The injuries have drastically altered the basketball landscape, and have led some coaches and parents to look deeper into preventative measures.
"I don't know why or what you can do," Schopper said.
Spanish Springs coach Christine Eckles has long encouraged her players to join the school's athletics weight class to help prevent all types of injury.
The University of Nevada implemented an ACL-injury prevention program last year. The offseason program focuses on the soccer, and women's basketball and volleyball teams, and aims to strengthen the muscles around the knee.
"We're trying to retrain the body on how to jump and land properly," said Shelly Germann, interim director of sports medicine. "We did not have one serious knee injury in soccer this year. That says something."

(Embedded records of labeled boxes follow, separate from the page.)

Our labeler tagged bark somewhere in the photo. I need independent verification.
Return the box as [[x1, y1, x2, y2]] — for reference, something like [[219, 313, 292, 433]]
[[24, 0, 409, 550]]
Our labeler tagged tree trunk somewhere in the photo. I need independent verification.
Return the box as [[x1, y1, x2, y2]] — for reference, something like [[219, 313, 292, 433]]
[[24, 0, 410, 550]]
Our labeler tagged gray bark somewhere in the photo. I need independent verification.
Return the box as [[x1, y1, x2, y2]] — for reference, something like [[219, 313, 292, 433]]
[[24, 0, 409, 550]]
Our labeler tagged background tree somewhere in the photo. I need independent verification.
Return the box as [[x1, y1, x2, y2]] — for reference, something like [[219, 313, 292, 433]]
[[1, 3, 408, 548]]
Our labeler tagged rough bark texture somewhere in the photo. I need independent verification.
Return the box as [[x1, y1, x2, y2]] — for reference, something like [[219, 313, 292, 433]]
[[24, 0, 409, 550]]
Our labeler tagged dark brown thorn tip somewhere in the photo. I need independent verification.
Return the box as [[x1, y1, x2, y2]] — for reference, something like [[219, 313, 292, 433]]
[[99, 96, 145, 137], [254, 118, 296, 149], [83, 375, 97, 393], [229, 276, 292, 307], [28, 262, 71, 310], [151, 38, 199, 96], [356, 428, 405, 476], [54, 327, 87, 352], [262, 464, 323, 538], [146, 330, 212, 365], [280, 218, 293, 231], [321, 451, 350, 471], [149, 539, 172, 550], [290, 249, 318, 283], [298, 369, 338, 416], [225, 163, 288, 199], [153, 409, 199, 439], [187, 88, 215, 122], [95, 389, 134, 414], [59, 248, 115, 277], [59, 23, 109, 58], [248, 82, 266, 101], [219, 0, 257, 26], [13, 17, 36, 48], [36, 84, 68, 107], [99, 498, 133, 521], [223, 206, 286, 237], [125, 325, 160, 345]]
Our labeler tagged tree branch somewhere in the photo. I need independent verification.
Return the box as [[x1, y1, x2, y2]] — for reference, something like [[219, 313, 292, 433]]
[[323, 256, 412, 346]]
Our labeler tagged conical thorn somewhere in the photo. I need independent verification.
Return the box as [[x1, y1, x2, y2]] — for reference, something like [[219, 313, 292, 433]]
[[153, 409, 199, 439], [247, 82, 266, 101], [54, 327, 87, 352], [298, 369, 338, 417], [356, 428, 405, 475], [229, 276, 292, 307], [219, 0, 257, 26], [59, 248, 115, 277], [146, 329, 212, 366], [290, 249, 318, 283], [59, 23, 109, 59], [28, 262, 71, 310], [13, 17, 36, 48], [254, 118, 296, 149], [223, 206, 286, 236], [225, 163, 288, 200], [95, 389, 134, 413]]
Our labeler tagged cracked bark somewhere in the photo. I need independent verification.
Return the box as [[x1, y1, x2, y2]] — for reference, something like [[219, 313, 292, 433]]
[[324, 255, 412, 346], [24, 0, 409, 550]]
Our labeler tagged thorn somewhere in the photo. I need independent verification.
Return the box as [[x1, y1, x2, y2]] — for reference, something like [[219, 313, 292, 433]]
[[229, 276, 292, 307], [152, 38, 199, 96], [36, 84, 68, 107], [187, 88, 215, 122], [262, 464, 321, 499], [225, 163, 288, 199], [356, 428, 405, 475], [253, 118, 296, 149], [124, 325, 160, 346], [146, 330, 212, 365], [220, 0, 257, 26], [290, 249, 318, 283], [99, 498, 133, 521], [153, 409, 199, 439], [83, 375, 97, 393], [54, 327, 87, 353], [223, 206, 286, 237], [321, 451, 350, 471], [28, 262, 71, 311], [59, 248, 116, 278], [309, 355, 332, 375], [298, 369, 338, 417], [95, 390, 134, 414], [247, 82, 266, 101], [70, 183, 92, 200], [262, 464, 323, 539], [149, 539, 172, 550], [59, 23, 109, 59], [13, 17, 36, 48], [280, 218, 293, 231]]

According to Dr. Thomas Haverbush, a Michigan orthopedic surgeon, the 2,200 ACL injuries suffered by female college athletes each year ran a reconstructing and rehabilitating bill of more than $44 million.
A training program developed at the University of Vermont Medical School designed to help prevent ACL injuries in skiers demonstrated a 69 percent decrease in injuries among ski patrol personnel and instructors who received the training compared to those who did not. Females who took part had injury levels equal to or only one to two times higher than their male counterparts.
Focus on strength
There are other nationally recognized programs that high school athletes can use.
Holly Silvers and her colleagues at the Santa Monica Orthopedic and Sports Medicine Research Foundation developed a program called "PEP" -- prevent injury, enhance performance. Recent research published in the American Journal of Sports Medicine shows PEP can dramatically reduce ACL injuries in female athletes.
"We saw injury reduction of 74 percent to 88 percent," Silvers said of one study involving soccer players between the ages of 14 and 18.
Jacobe has implemented aspects of the PEP program into his work with Walker, Wolf Pack athletes and others.
"We can't change anatomy, that uncontrollable risk factor," said Jacobe, who worked with Germann to develop the prevention program at Nevada. "But what we can change is the poor strength through the core."
Female athletes tend to overdevelop their quads, Jacobe said, which stresses the ACL. But women can counteract the problem by learning to use their hamstrings, abdominals, gluteal muscles and calves more in jumping and landing.
There was a reduction in the ratio of knee ligament injuries in female athletes as compared to men from five times higher to only one or two times higher when athletes in a Cincinnati study were trained to rely more on their hamstring muscles than their quadriceps, Dr. Haverbush reported.
"When there is a weakness in the core, then the leg dives in and you go into the knock-kneed position," Jacobe said. "You have to be strong everywhere."
After determining that warm-up and workout programs aimed at prevention are successful, Silvers said the next frontier is to look at prepubescent girls.
"We want to study the true mechanism of the injury," she said. "Can we 'vaccinate' 8, 9, 10 year olds, and keep them from developing bad habits and mechanics?"